By Paige Duggins-Clay, J.D. • Knowledge is Power • February 7, 2023 •
Vouchers and other school privatization initiatives are harmful, anti-democratic policies that funnel communities’ hard-earned tax dollars into unregulated, unaccountable institutions and divert resources away from schools serving the vast majority of children served by our nation’s public schools.
This is by design.
As James Anderson writes in The Education of Blacks in the South, “Both schooling for democratic citizenship and schooling for second-class citizenship have been basic traditions in American education… both were fundamental American conceptions of society and progress, occupied the same time and space, were fostered by the same governments, and usually were embraced by the same leaders.”
Historically, state and school leaders have used vouchers and other so-called “school choice” initiatives to perpetuate second-class citizenship for Black children.
In the wake of Brown v. Board of Education, those opposed to desegregation “capitalized on the distinction between universal public school access and controlled private school access as a means to subvert the court’s directive to dismantle segregation with ‘deliberate speed’” (Mead 2012).
These measures were particularly prevalent in the South, where state and school district leaders turned to the misleading rhetoric of school “choice” to maintain segregation.
For example, school officials in Prince Edward County, Virginia, chose to close all public schools and provide vouchers to private schools, which they knew would be limited and segregated. Referred to as “choice academies,” these plans constituted southern school district’s first efforts to resist the mandate of Brown, and were implemented in Alabama, Georgia, Louisiana, Mississippi and Virginia.

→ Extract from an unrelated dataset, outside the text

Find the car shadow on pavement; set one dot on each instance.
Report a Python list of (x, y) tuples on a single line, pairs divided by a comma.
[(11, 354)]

Ultimately, the U.S. Supreme Court invalidated these programs in the landmark lawsuit Griffin v. County School Bd. of Prince Edward County. Similarly, five years later the court struck down a “freedom of choice” plan that “allowed students to select which public school they wished to attend” in a historically segregated community in Virginia. Specifically, the Court in Green v. County School Board of New Kent County held that school officials had an obligation to take “affirmative steps to desegregate public schools” and that relying on “parental choice” was an “insufficient response to the constitutional injury” established in Brown.
Particularly illustrative, in a 1954 amicus brief submitted to the U.S. Supreme Court in Brown II, then-Texas Attorney General Jon Shepperd invoked the rhetoric of “school choice” in crafting his plea for a “gradual adjustment” to the court’s desegregation order (Shepperd 1954). Brown II was decided in 1955 and was meant to give directives to states and school districts about the implementation and timing of the desegregation orders from the first Brown decision.
Arguing in the amicus brief that “integration can no more be compelled than can segregation,” the former Texas Attorney General laid out several examples of how the State would evade full implementation of integration. The proposed plans included the “complete abolition of the free public school system,” “turning the state schools into private schools,” and repealing “the section of the law which provides for compulsory education,” so that if parents desired, they “could select a school in which the majority of the other pupils are of the same race as the child, or… in which the other pupils are of both races, thereby providing equality of opportunity and freedom of individual choice.”
Contemporary calls for “school choice,” “parental rights,” and the ultimate policy objective of funneling public tax dollars to private schools bear a chilling resemblance to the discriminatory policies of the not-so-distant past.
Many Black and other parents of color today are the children or grandchildren of the Brown generation of schoolchildren on the front lines of our nation’s first efforts to achieve integration. These parents are not fooled by the false promises of voucher proponents who simultaneously push censorship policies that have led to attacks on curriculum, training and programming, which disproportionately impact Black and other historically marginalized communities.
The evidence is clear: Despite the claims of proponents, research shows that voucher and other privatization programs tend to increase racial segregation. As IDRA has previously stated, “This should be very concerning for policymakers because decreased racial segregation has been found to benefit both minority students and white students academically, socially and emotionally” (IDRA 2017; Seigel-Hawley, 2012).
Eradicating the vestiges of our slave-holding and segregationist past should be a priority for all who have the privilege of developing education policy for our state and local communities. Policymakers must not stick their heads in the stand and ignore the indisputable connection between vouchers and opposition to integration and instead should vigorously oppose all efforts to weaken our nation’s public schools.
Anderson, J.D. (1988). The Education of Blacks in the South, 1860-1935. University of North Carolina Press.
Hinojosa, D. (March 21, 2017). Vouchers with No Real Safeguards and No Civil Rights Protections are “Civil Wrongs,” testimony. IDRA.
Brown v. Board of Education, Br. of John Ben Shepperd, Attorney General of Texas, Amicus Curiae, 1954 WL 45721 (U.S.), 17 (1954).